View an image in a ds9 frame.
% % ds9_frame_view Usage: ds9_frame_view ./blah.fits 1 V arg1 - image name (can be fullpath FITS name) arg2 - ds9 frame numberActually, this is a fairly generic example of ds9 display commands using xpa. The script is short, so I reproduce (the March 2016 version) here as an example:
%
#!/bin/bash
# Check command line arguments
if [ -z "$1" ]
then
printf "\nUsage: ds9_frame_view ./blah.fits 1 \n"
printf "arg1 - image name (can be fullpath FITS name)\n"

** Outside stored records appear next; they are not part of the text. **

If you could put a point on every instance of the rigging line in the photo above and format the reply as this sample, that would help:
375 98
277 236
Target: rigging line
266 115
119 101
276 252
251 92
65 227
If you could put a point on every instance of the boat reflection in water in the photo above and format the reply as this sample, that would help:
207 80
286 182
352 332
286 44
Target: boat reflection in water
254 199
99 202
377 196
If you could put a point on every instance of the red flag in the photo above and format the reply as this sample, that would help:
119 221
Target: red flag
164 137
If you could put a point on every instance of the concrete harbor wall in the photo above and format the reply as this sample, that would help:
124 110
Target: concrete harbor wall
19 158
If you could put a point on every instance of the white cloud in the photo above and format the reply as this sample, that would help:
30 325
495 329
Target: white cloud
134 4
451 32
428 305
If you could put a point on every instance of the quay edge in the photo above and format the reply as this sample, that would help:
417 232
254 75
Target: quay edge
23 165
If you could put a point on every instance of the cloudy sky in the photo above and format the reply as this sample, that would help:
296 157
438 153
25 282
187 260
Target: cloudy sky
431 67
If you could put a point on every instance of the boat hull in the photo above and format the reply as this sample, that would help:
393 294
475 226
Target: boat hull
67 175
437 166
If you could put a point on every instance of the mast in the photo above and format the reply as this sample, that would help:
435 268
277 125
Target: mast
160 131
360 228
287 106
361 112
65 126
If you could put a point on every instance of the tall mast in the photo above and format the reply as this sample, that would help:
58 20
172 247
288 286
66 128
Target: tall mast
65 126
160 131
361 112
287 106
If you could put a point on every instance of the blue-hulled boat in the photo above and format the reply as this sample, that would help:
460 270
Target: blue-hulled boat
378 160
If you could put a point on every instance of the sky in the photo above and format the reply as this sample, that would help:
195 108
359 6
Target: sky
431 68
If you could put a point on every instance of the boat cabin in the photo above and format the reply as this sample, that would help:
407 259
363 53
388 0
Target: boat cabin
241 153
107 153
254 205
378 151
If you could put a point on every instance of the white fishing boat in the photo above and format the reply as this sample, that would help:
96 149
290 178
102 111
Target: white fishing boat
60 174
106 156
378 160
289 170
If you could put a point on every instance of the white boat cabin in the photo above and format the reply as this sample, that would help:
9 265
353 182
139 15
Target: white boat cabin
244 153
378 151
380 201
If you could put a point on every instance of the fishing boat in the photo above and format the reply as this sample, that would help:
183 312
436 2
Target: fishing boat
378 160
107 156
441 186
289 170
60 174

printf "arg2 - ds9 frame number \n"
exit
fi
if [ -z "$2" ]
then
printf "arg2 - ds9 frame number \n"
exit
fi
imgname="$1"
framenum="$2"
# Assume ds9 is open and frames established
xpaset -p ds9 frame frameno $framenum
xpaset -p ds9 file $imgname
xpaset -p ds9 scale mode zscale
xpaset -p ds9 zoom to fit
The last four lines are the most useful to see. We
use these to put the image into the desired frame. We
adjust the greyscale of the image using a nice, generic
scaling algorithm that works well for lots of astronomical
images, and then we zoom the spatial size so that the entire
image fits optimally into the frame.